A base do problema está nas condições climáticas. Mais de 60% da produção mundial de cacau está concentrada na África Ocidental, especialmente em países como Costa do Marfim e Gana, regiões que vêm enfrentando secas prolongadas, aumento das temperaturas e irregularidade nas chuvas. Segundo análise publicada pelo portal Seu Dinheiro, esses fatores já impactam diretamente a produtividade e contribuíram para a disparada recente dos preços internacionais.
O cacau é uma cultura altamente sensível, dependente de condições específicas de temperatura, umidade e sombreamento. Qualquer alteração nesse equilíbrio reduz o rendimento das lavouras. E esse cenário tende a piorar. As mudanças climáticas devem reduzir significativamente as áreas aptas ao cultivo nas próximas décadas, tornando a produção mais restrita e cara.
As projeções indicam que, até 2050, uma parcela relevante das regiões atualmente produtoras pode perder viabilidade agrícola. Não se trata da extinção da planta, mas de uma queda acentuada na capacidade de produção em larga escala, o que compromete o abastecimento global.
Ao mesmo tempo, a demanda por chocolate continua elevada em diversas partes do mundo, criando um desequilíbrio estrutural. Com menos oferta disponível, os preços tendem a subir e a indústria já começa a sentir os efeitos, seja com aumento de custos, reformulação de produtos ou redução de qualidade.

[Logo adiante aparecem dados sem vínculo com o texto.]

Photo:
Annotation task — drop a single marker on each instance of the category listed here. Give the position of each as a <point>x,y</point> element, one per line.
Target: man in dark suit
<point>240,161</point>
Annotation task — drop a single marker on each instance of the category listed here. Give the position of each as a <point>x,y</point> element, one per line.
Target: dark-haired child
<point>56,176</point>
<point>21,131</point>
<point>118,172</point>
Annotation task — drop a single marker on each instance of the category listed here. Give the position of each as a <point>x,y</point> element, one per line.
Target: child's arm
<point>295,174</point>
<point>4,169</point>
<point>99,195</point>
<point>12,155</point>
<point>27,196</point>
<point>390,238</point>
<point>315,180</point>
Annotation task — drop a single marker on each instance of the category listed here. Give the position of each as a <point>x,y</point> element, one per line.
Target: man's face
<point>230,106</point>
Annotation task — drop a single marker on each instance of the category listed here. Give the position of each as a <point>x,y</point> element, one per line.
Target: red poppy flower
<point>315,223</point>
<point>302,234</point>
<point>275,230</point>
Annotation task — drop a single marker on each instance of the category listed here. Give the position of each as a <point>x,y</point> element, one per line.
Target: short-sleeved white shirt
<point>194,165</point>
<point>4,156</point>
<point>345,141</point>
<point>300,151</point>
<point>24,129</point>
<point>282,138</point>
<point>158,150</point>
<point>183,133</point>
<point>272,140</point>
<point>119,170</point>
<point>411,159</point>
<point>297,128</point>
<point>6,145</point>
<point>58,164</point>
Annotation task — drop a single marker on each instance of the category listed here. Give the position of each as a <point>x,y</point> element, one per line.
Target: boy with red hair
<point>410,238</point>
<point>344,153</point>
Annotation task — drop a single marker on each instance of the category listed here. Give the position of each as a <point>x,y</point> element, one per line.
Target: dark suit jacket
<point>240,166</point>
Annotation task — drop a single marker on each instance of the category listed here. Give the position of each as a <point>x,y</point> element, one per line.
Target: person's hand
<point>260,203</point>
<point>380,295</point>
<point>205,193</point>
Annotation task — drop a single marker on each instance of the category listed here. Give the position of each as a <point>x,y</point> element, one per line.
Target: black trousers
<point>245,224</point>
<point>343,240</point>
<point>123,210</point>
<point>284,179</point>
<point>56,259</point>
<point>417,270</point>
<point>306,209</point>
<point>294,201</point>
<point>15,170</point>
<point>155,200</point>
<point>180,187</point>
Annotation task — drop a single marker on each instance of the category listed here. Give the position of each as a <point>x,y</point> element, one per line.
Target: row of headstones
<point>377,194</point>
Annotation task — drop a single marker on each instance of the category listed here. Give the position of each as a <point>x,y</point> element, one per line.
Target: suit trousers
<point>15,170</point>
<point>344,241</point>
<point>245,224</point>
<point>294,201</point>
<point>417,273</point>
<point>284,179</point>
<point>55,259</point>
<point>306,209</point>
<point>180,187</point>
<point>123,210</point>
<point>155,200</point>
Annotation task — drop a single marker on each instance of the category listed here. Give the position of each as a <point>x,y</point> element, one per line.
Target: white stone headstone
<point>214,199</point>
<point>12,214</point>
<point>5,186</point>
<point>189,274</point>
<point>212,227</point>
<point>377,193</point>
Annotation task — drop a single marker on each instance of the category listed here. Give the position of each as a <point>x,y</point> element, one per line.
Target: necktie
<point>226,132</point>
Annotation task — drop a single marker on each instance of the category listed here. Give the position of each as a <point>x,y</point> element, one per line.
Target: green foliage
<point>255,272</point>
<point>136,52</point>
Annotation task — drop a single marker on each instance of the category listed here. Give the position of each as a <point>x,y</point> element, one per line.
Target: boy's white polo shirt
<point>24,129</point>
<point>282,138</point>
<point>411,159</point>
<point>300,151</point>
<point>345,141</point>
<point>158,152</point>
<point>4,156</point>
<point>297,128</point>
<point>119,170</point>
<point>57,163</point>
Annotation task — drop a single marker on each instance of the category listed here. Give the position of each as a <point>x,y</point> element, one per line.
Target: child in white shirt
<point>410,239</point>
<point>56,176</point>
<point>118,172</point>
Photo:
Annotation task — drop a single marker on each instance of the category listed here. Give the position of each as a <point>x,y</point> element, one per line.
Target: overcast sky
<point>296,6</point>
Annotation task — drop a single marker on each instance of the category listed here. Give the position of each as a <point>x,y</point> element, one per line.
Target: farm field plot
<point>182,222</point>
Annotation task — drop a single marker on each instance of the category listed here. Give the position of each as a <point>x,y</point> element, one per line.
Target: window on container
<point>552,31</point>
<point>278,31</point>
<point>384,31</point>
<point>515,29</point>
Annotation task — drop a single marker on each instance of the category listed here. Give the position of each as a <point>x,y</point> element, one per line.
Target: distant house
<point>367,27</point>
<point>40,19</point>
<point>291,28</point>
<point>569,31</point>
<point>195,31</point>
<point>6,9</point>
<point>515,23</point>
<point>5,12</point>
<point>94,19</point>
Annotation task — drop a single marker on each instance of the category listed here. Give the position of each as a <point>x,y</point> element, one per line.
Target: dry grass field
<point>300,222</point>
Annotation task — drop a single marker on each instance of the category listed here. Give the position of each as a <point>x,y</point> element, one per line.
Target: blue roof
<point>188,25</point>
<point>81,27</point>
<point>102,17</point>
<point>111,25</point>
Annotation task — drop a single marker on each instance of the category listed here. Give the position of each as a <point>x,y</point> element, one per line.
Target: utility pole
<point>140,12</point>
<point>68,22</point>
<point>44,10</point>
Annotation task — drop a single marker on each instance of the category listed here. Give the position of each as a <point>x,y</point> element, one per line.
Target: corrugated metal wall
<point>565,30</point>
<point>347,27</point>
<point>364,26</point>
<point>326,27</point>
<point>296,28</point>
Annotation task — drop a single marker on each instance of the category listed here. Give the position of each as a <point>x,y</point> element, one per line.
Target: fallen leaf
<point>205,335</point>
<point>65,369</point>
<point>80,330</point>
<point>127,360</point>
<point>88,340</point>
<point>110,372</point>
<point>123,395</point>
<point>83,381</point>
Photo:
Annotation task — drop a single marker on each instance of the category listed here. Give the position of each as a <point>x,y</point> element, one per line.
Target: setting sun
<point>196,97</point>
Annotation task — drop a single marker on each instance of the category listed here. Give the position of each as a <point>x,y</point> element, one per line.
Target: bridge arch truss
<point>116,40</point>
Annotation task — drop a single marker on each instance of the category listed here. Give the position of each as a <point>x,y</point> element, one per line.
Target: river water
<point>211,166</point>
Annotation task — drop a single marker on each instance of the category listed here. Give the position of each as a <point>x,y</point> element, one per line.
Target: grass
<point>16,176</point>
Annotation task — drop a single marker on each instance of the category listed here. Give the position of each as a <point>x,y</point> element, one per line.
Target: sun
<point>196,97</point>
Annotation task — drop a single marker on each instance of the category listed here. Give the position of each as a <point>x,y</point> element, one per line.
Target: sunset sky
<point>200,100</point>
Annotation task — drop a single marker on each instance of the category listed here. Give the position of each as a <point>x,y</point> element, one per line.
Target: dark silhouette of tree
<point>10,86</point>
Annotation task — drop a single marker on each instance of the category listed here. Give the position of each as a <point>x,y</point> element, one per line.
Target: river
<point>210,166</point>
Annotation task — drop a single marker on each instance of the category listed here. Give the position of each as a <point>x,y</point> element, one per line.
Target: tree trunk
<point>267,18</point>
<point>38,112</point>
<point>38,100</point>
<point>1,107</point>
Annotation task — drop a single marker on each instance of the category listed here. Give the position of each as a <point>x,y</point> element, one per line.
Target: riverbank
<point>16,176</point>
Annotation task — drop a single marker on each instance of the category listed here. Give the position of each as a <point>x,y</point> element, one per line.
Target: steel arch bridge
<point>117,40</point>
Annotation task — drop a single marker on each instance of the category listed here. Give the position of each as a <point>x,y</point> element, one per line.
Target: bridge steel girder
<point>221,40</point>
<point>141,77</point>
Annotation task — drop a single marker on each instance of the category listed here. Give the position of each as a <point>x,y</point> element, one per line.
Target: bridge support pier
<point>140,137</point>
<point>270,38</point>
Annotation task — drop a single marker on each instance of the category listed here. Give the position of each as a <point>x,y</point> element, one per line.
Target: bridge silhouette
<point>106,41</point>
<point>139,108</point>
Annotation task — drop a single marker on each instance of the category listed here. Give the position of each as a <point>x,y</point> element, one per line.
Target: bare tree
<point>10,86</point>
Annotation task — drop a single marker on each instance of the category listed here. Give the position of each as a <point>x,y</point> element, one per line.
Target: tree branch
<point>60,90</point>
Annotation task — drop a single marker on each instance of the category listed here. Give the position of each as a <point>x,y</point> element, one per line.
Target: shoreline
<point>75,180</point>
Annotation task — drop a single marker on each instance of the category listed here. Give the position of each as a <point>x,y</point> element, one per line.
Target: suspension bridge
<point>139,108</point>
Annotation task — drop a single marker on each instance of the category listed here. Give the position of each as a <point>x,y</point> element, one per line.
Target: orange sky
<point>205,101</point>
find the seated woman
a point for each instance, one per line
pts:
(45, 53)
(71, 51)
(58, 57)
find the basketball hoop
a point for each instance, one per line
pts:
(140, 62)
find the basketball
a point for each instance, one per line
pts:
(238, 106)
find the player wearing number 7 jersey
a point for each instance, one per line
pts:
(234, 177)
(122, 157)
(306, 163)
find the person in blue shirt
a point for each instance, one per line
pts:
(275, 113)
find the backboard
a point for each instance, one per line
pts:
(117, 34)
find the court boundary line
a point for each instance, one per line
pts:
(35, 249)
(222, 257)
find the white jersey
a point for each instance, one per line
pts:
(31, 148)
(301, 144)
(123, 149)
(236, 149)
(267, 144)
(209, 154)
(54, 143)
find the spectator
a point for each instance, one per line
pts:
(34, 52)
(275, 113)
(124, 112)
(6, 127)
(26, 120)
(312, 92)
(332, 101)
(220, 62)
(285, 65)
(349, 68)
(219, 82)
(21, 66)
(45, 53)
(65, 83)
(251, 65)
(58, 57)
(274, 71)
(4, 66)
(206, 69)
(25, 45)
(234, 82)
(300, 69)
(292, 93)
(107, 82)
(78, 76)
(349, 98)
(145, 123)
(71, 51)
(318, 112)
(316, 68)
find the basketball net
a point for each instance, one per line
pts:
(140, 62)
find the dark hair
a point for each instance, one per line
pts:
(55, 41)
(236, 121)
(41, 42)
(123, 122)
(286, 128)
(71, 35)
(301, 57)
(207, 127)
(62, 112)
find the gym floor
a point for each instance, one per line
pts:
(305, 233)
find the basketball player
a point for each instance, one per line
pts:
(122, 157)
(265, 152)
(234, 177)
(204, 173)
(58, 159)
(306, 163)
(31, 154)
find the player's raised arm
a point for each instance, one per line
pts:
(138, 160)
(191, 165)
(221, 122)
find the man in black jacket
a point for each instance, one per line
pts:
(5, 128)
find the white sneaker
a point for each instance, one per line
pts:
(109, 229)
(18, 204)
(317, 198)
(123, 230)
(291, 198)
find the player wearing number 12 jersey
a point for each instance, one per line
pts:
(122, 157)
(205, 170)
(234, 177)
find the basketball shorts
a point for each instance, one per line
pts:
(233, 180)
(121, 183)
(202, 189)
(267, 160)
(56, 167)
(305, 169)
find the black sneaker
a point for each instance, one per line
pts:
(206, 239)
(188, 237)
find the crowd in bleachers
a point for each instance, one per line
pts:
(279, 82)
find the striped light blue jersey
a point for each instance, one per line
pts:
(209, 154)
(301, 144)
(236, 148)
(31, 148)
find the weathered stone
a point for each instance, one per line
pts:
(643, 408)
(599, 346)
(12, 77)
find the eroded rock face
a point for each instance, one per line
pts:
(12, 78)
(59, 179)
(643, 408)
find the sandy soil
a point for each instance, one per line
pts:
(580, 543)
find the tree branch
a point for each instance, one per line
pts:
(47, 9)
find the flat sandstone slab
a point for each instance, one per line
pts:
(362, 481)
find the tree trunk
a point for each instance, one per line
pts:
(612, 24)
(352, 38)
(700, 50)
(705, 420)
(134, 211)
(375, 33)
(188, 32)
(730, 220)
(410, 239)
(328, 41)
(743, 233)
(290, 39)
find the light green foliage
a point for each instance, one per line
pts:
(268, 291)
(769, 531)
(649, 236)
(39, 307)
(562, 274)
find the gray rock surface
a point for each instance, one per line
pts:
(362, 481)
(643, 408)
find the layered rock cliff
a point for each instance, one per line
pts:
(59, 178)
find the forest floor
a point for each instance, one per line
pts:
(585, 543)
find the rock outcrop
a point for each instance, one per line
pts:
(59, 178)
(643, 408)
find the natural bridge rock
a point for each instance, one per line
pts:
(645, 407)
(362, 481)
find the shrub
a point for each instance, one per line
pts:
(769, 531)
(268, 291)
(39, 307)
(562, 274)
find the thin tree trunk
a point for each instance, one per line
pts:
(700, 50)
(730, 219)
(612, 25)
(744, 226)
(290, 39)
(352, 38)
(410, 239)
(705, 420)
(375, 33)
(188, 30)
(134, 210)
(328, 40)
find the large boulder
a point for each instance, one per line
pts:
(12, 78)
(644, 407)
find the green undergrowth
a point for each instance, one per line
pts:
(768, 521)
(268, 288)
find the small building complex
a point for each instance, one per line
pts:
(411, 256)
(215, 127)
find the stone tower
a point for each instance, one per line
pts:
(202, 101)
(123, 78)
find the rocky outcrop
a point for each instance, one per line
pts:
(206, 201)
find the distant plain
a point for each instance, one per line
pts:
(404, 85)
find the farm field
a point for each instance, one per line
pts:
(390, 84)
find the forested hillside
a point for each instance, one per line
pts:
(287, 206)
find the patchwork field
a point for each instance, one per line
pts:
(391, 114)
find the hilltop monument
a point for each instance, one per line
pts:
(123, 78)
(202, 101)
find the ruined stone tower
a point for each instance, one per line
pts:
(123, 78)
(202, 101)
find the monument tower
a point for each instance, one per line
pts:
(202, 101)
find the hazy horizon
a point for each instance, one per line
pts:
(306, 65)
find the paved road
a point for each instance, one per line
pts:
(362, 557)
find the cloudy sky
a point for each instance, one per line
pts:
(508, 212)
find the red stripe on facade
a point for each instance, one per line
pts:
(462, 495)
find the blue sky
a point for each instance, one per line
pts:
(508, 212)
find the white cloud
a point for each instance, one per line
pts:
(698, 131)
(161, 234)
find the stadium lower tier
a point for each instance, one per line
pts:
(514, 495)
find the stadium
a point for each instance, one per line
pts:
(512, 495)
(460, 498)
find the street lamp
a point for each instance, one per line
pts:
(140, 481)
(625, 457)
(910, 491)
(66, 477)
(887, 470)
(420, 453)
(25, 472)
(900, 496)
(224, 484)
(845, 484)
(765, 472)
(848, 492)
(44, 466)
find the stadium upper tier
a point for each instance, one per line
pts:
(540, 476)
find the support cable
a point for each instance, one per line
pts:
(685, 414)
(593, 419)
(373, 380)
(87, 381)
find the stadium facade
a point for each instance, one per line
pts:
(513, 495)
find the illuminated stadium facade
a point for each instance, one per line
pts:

Esse movimento global já gera reflexos no Brasil, ainda que de forma indireta. Em Ilhéus, na Bahia, produtores realizaram manifestações em janeiro e fevereiro de 2026 em meio à crise de preços e à desvalorização do cacau nacional. Os atos incluíram mobilizações no dia 28 de janeiro, após bloqueios em rodovias como a BR-101 e a BA-120, e uma nova manifestação em 27 de fevereiro. Embora pontuais, os protestos evidenciam a insatisfação do setor diante de um mercado cada vez mais pressionado.
O cenário reforça que a crise do cacau vai além de uma questão regional ou momentânea. Trata-se de um problema estrutural, impulsionado principalmente pelas mudanças climáticas, que afeta toda a cadeia produtiva, do produtor à indústria e ao consumidor final.
Diante desse contexto, especialistas apontam que o chocolate dificilmente desaparecerá por completo, mas deve se tornar mais caro, menos acessível e potencialmente diferente do que conhecemos hoje.
O alerta está dado. O futuro do cacau, e consequentemente do chocolate, dependerá da capacidade global de adaptação às novas condições climáticas e de investimentos em sustentabilidade e inovação no campo.